Well, it seems the SWEET attention is on Hayek's merit v. results thread. Aaron already brought up one thought experiment: do the plants care how hard the farmer is trying?
Hayek tackles the inherited wealth and the clear advantage given to the children of rich parents. Last semester we discussed differential advantage relating to education (see http://uafsweet.blogspot.com/2010/11/myth-of-well-informed-parent.html). I wrote "If you give the same resources to different people you will have different results." I still hold this opinion. What's more, I think Hayek would agree. As I continue I do not imagine this will be the case.
If you gave the same people different resources you would have different results. For example, one cannot tutor their children if they work continually for food and shelter. Their love for their children may be TWO standard deviations above the median love and still the child may not learn to their potential. Yet the same parent with more money and free time can have their child tutored so effectively that mental pathways are markedly improved over the average. Thus wealth has obtained and surpassed the potential. This is simply a truth, evidenced by food stamp and low income daycare programs.
Hayek presents that the only modification to distribution of opportunity is by suppressing the advantage of one group. When was it decided that there is no alternative to this? Why assume equality means handicapping some people? Imagine a fast and a slow runner; the faster could be given weighted clothes or the slower could receive extra training. It seems to me that support in some situations would be beneficial to society with negligible impact on the success of those already well suited.

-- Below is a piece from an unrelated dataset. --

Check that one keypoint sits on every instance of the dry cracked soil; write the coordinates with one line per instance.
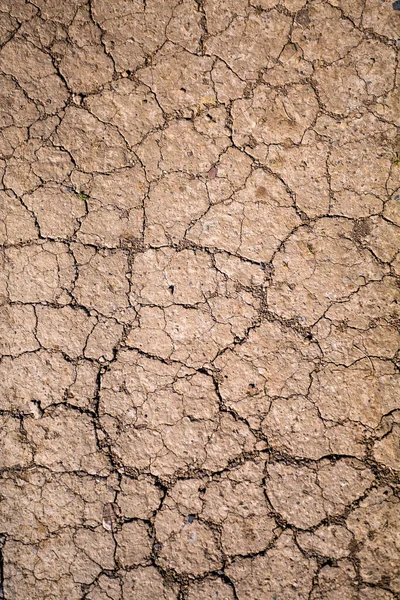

Hayek implies that we must be coerced and lose our liberty to build a more equal society. Perhaps, but perhaps not...
-This is quite interesting, and I look forward to later chapters in greater depth on these questions.-
And now for something completely different
Hayek writes "there exists a curious contrast between the esteem most people possess for [family as an institution] and their disdain of the fact that being born into a particular family would confer on a person special advantages." I admit to this dichotomy in myself. I am reminded of a friend who refuses to discuss or acknowledge his trust fund. He hates thinking that he hasn't earned everything in his life, and worries that opinions of him would change if his trust was common knowledge. It's too bad; I know few men as deserving as him. He is probably right though. So, although his contribution to society is great, our cultural derision remains. Quite curious indeed.